De institutionele inbedding van het beleidsterrein ontwikkelingssamenwerking zal in het najaar bij de inrichting van de nieuwe Commissie haar beslag krijgen. Nederland zal haar ideeën hierover tijdens de informele Ministeriële bijeenkomst naar voren brengen. Zo is Nederland van mening dat de nieuwe Commissaris voor Ontwikkelingssamenwerking volledige verantwoordelijkheid voor dit beleidsterrein, inclusief de hiermee gemoeide fondsen, zou moeten dragen. Daarnaast zou de nieuwe Commissaris in hetcollege van Commissarissen betrokken moeten zijn bij besluitvorming op aanverwante terreinen die consequenties hebben voor ontwikkelingssamenwerking.

In haar Mededeling over de nieuwe Financiële Perspectieven doet de Commissie een aantal voorstellen voor de financiering van het externe optreden die de huidige financiële architectuur aanzienlijk zouden veranderen. Voorgesteld wordt om onder de categorie EU as a Global Partner een beperkt aantal instrumenten in het leven te roepen, namelijk voor economische samenwerking en ontwikkeling, vrede en veiligheid, noodhulp, pre-accessie hulp, naaste buren beleid, en macro financiële hulp.

Nederland is van mening dat de Europese Unie in toenemende mate de buitenlands-politieke verantwoordelijkheid moet kunnen dragen die hoort bij haar mondiale economische status. Conform de Nederlandse positie ten aanzien van de nieuwe Financiële Perspectieven is Nederland binnen reëel constante uitgavenkaders voorstander van een versterking van het externe beleid. Versterking moet vooral worden bereikt door een effectievere en meer coherente inzet van het instrumentarium van de Unie. Het feit dat het huidige budget voor het externe optreden versnipperd en onoverzichtelijk is, komt de coherentie niet ten goede.

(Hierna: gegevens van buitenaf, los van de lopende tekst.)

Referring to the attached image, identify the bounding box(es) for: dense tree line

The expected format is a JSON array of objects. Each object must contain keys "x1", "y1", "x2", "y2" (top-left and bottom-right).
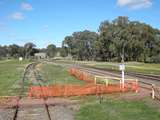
[
  {"x1": 61, "y1": 16, "x2": 160, "y2": 62},
  {"x1": 0, "y1": 42, "x2": 56, "y2": 59}
]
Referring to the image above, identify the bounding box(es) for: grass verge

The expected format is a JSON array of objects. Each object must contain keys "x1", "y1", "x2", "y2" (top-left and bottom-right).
[{"x1": 76, "y1": 96, "x2": 160, "y2": 120}]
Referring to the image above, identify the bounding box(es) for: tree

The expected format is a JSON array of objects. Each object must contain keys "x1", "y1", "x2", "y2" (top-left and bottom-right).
[
  {"x1": 46, "y1": 44, "x2": 56, "y2": 58},
  {"x1": 62, "y1": 30, "x2": 98, "y2": 60},
  {"x1": 24, "y1": 42, "x2": 36, "y2": 59}
]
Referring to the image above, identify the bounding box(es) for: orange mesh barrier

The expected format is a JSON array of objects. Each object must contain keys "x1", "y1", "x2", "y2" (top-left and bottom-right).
[
  {"x1": 29, "y1": 68, "x2": 139, "y2": 98},
  {"x1": 29, "y1": 84, "x2": 130, "y2": 98}
]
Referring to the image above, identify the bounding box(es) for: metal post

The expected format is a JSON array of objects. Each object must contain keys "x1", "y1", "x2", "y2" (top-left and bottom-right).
[{"x1": 152, "y1": 84, "x2": 155, "y2": 99}]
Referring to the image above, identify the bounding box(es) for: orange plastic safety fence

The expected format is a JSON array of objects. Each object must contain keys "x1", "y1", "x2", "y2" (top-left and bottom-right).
[{"x1": 29, "y1": 84, "x2": 132, "y2": 98}]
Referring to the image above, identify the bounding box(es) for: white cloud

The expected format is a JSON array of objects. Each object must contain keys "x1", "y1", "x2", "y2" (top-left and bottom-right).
[
  {"x1": 21, "y1": 3, "x2": 33, "y2": 11},
  {"x1": 117, "y1": 0, "x2": 153, "y2": 9},
  {"x1": 10, "y1": 12, "x2": 25, "y2": 20}
]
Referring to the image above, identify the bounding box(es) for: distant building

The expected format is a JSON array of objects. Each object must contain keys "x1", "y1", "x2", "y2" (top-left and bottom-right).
[{"x1": 34, "y1": 53, "x2": 47, "y2": 59}]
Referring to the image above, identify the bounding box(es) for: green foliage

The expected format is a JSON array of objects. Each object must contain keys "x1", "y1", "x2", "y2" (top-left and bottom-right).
[
  {"x1": 63, "y1": 16, "x2": 160, "y2": 63},
  {"x1": 62, "y1": 30, "x2": 98, "y2": 60}
]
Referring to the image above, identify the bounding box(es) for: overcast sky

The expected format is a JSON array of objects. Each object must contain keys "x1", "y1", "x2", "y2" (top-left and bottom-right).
[{"x1": 0, "y1": 0, "x2": 160, "y2": 48}]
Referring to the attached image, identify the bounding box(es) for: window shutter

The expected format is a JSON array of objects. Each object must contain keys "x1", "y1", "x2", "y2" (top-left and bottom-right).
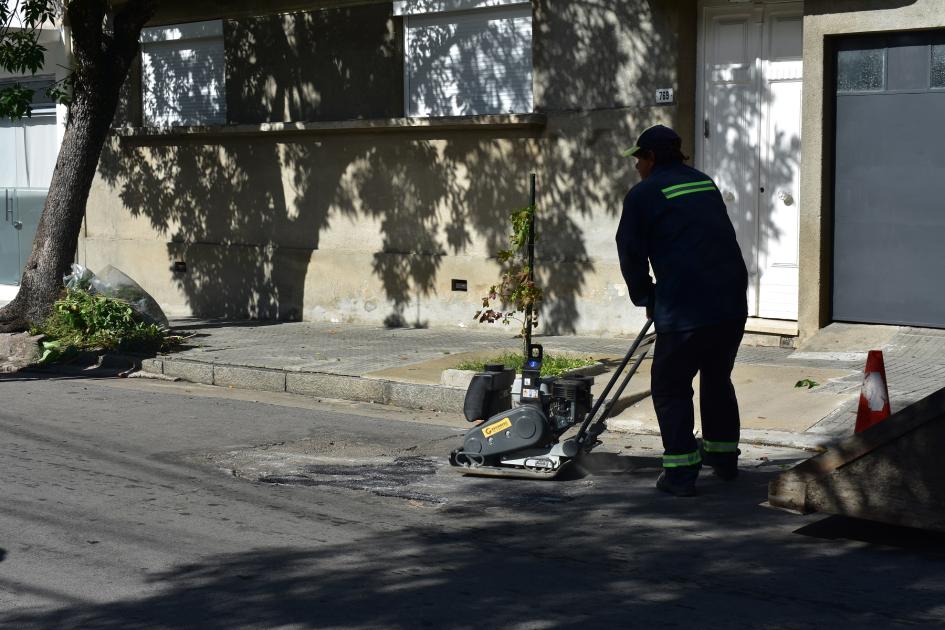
[
  {"x1": 405, "y1": 5, "x2": 532, "y2": 116},
  {"x1": 141, "y1": 21, "x2": 226, "y2": 127}
]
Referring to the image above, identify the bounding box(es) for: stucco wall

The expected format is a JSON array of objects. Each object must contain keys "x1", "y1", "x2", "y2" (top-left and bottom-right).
[
  {"x1": 798, "y1": 0, "x2": 945, "y2": 340},
  {"x1": 80, "y1": 0, "x2": 696, "y2": 333}
]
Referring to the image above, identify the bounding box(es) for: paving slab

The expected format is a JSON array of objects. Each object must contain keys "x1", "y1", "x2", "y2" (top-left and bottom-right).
[{"x1": 135, "y1": 319, "x2": 945, "y2": 448}]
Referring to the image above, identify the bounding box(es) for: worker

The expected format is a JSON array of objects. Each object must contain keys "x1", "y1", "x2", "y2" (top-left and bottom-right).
[{"x1": 617, "y1": 125, "x2": 748, "y2": 496}]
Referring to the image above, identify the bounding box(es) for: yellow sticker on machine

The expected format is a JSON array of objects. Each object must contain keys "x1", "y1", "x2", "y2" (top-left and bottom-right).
[{"x1": 482, "y1": 418, "x2": 512, "y2": 437}]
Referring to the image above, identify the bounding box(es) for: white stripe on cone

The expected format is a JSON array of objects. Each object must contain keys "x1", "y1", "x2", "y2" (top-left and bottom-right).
[{"x1": 863, "y1": 372, "x2": 889, "y2": 411}]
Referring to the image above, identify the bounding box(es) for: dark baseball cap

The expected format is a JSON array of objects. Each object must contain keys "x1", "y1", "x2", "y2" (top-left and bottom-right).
[{"x1": 622, "y1": 125, "x2": 682, "y2": 157}]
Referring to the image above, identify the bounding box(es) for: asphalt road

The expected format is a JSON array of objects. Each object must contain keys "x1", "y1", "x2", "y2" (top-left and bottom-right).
[{"x1": 0, "y1": 375, "x2": 945, "y2": 630}]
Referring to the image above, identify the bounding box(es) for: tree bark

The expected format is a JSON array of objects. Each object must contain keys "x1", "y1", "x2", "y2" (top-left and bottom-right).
[{"x1": 0, "y1": 0, "x2": 156, "y2": 332}]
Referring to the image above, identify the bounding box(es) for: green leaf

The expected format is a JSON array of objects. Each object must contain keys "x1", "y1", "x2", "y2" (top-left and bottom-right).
[{"x1": 794, "y1": 378, "x2": 820, "y2": 389}]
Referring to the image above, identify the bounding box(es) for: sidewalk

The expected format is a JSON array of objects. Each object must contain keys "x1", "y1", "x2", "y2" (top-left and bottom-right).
[{"x1": 143, "y1": 319, "x2": 945, "y2": 449}]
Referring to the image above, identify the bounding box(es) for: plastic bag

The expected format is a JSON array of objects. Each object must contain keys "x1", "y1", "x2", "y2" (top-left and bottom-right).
[
  {"x1": 64, "y1": 263, "x2": 170, "y2": 328},
  {"x1": 62, "y1": 263, "x2": 95, "y2": 293}
]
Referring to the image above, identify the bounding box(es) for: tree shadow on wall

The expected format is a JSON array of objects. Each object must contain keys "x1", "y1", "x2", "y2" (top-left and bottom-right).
[{"x1": 100, "y1": 0, "x2": 692, "y2": 334}]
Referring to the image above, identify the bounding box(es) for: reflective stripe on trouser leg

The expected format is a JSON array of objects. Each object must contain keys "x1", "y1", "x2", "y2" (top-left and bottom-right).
[
  {"x1": 663, "y1": 451, "x2": 702, "y2": 468},
  {"x1": 702, "y1": 439, "x2": 738, "y2": 453}
]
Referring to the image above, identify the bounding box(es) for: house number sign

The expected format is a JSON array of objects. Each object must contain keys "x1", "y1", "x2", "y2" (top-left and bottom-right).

Het voorstel van de Commissie biedt mogelijkheden tot stroomlijning van de begrotingsstructuur voor het externe beleid; deze inzet wordt door Nederland gesteund. Wel vindt Nederland dat er in dit stadium behoefte bestaat aan verdere verduidelijking ten aanzien van de begrootte bedragen, de ODA-toeschrijving van de verschillende instrumenten en hun geografische en thematische afbakening. Vanuit een ontwikkelingsperspectief is het van belang dat het ODA-niveau in het algemeen wordt verhoogd en dat het beheer van de fondsen transparant en effectief is. Dit zou onder andere betekenen dat de fondsen voor economische samenwerking en ontwikkeling onder het beheer van de Commissaris voor Ontwikkelingssamenwerking dienen te vallen.

Tijdens de lunch wordt gesproken over thema's gerelateerd aan Afrika, waaronder handel en ontwikkeling. Nederland streeft naar een coherent buitenlands beleid, waarbij maatregelen op het gebied van landbouw en handel en het ontwikkelingsbeleid van de Europese Unie bij elkaar aansluiten. In dit verband is Nederland van mening dat het recent genomen besluit in de Landbouwraad om productsubsidies op olijfolie, katoen, hop en tabak gedeeltelijk af te bouwen een stap in de goede richting is. Ook meent de regering dat bij onderhandelingen over regionale handelsakkoorden met Afrikaanse regio's de ontwikkeling van de betreffende landen centraal dient te staan.

Daarnaast zal over schuldenverlichting voor Afrikaanse landen worden gesproken. De schuldenlast van veel Afrikaanse landen is dermate hoog dat zij remmend werkt op de ontwikkeling van het land. Nederland zal tijdens de informele Ministeriële bijeenkomst het belang van een duurzame schuldenverlichting benadrukken. Nederland pleit ervoor dat landen die schuldonhoudbaar zijn in principe niet in aanmerking komen voor nieuwe leningen, maar juist schenkingen zouden moeten ontvangen.